OPFOLDA Hard capsule Ref.[51043] Active ingredients: Miglustat

Source: European Medicines Agency (EU)  Revision Year: 2023  Publisher: Amicus Therapeutics Europe Limited, Block 1, Blanchardstown Corporate Park, Ballycoolin Road, Blanchardstown, Dublin, D15 AKK1, Ireland e-mail: info@amicusrx.co.uk

5.1. Pharmacodynamic properties

Pharmacotherapeutic group: Other alimentary tract and metabolism products, various alimentary track and metabolism products
ATC Code: A16AX06

Mechanism of action

Miglustat is a pharmacokinetic enzyme stabiliser of cipaglucosidase alfa.

Miglustat binds selectively with cipaglucosidase alfa in the blood during infusion; thereby stabilising the conformation of cipaglucosidase alfa and minimising the loss of enzyme activity while in circulation. This selective binding between cipaglucosidase alfa and miglustat is transient with disassociation occurring in the lysosome. Miglustat alone has no effect on glycogen reduction.

Paediatric population

The European Medicines Agency has deferred the obligation to submit the results of studies with Opfolda in one or more subsets of the paediatric population in the treatment of glycogen storage disease Type II (Pompe disease) (see section 4.2 for information on paediatric use).

5.2. Pharmacokinetic properties

Absorption

The rate of absorption (tmax) of miglustat was approximately 2 to 3 hours. At the clinical dose, 260 mg, plasma miglustat attained a Cmax of approximately 3000 ng/mL and an AUC0-∞ of approximately 25,000 ng h/mL.

Effect of food

A significant food effect was observed and resulted in a decreased Cmax by 36% and delayed absorption by approximately 2 hours, see section 4.2.

Metabolism

Miglustat is largely unmetabolised with <5% of a radiolabeled dose recovered as glucuronides.

Elimination

The terminal elimination half-life was approximately 6 hours for miglustat. Oral clearance was approximately 10.5 L/h and terminal phase volume of distribution was approximately 90 L.

Linearity

Miglustat demonstrated dose proportional kinetics.

Special populations

Gender, elderly, and race/ethnicity

Based on pooled population pharmacokinetic analysis, gender, age (18 to 74 years), and race/ethnicity did not have clinically meaningful effect on the exposure to miglustat in combination with cipaglucosidase alfa.

Hepatic impairment

The pharmacokinetics of miglustat in combination with cipaglucosidase alfa therapy have not been evaluated in patients with hepatic impairment.

Renal impairment

The AUC0-24hr of miglustat increased by 21%, 32%, and 41% in patients with mild (creatinine clearance [CLcr] 60 to 89 mL/minute, estimated by Cockcroft-Gault), moderate (CLcr 30 to 59 mL/minute), and severe (CLcr 15 to 29 mL/minute) renal impairment, respectively, compared to patients with normal renal function. The effect of end stage renal disease on the pharmacokinetics of miglustat is unknown.

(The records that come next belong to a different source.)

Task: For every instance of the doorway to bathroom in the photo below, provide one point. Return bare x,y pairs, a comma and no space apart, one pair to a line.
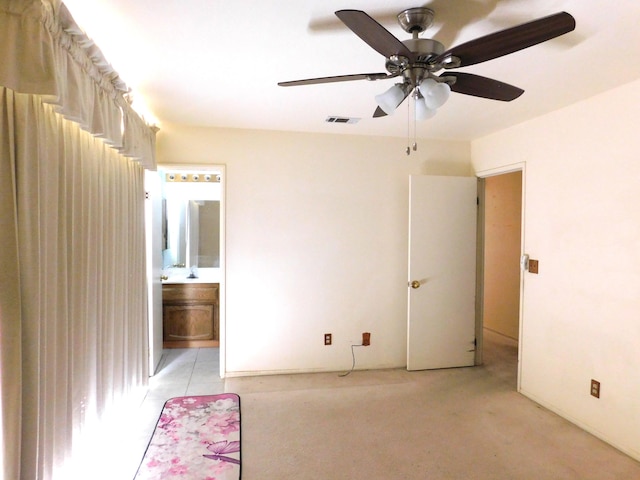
186,268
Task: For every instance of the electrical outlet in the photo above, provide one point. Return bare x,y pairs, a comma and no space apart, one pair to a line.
595,388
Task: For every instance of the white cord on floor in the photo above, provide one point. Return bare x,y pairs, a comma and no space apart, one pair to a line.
353,365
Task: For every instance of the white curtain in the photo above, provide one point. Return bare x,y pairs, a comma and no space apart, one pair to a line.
73,320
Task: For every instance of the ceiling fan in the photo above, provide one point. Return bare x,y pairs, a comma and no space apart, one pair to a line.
417,60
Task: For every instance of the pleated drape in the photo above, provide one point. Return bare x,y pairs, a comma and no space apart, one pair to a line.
73,311
73,318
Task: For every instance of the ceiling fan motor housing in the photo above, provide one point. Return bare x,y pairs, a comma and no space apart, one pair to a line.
419,67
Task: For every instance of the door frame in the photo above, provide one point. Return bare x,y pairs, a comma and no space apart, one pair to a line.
482,175
220,169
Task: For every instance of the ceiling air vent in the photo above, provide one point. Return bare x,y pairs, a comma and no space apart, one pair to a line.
342,120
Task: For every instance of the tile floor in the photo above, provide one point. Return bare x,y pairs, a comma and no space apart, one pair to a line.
182,371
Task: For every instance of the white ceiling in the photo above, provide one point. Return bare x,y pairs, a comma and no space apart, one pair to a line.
217,63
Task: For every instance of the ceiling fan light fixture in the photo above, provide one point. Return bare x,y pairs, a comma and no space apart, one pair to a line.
435,93
388,101
423,112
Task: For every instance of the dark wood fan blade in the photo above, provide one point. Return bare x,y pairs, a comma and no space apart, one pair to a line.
470,84
338,78
374,34
511,40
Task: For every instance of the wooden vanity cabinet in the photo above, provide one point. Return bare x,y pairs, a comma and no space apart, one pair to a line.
190,315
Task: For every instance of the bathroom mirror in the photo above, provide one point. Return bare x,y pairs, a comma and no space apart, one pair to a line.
191,222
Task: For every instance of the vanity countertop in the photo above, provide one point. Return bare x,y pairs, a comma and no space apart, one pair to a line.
181,275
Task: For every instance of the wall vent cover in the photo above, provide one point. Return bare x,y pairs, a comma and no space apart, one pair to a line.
342,120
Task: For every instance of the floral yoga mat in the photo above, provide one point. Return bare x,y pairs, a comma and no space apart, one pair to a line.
196,438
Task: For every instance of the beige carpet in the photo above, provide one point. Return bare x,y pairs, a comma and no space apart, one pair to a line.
465,423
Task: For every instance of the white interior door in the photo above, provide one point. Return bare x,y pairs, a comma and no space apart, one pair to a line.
442,272
153,214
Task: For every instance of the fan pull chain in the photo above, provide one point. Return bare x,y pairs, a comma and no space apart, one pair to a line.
408,127
415,121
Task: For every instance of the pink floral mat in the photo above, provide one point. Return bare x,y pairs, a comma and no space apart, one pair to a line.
196,438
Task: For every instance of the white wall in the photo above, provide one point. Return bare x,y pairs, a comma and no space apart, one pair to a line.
581,315
316,236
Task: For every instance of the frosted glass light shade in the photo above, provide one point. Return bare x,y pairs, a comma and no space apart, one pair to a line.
435,93
389,100
423,112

5.3. Preclinical safety data

Nonclinical data reveal no special hazard for humans based on conventional studies of safety pharmacology, single and repeated dose toxicity, genotoxicity, and mutagenicity.

Carcinomas in the large intestine of mice occurred occasionally following oral treatment with miglustat at 210, 420 and 840/500 mg/kg/day for a period of 2 years. These doses correspond to 8, 16, and 33/19 times a human dose of 200 mg three times per day. The relevance of these findings to humans taking miglustat is unknown at the substantially lower studied doses at 195 to 260 mg every other week for Pompe disease.

Infertility

There was no effect of miglustat in combination with cipaglucosidase alfa therapy on spermatogenesis in animal studies; however, a decrease in sperm motility was observed in rats treated with miglustat in combination with cipaglucosidase alfa, which appeared to be associated with miglustat.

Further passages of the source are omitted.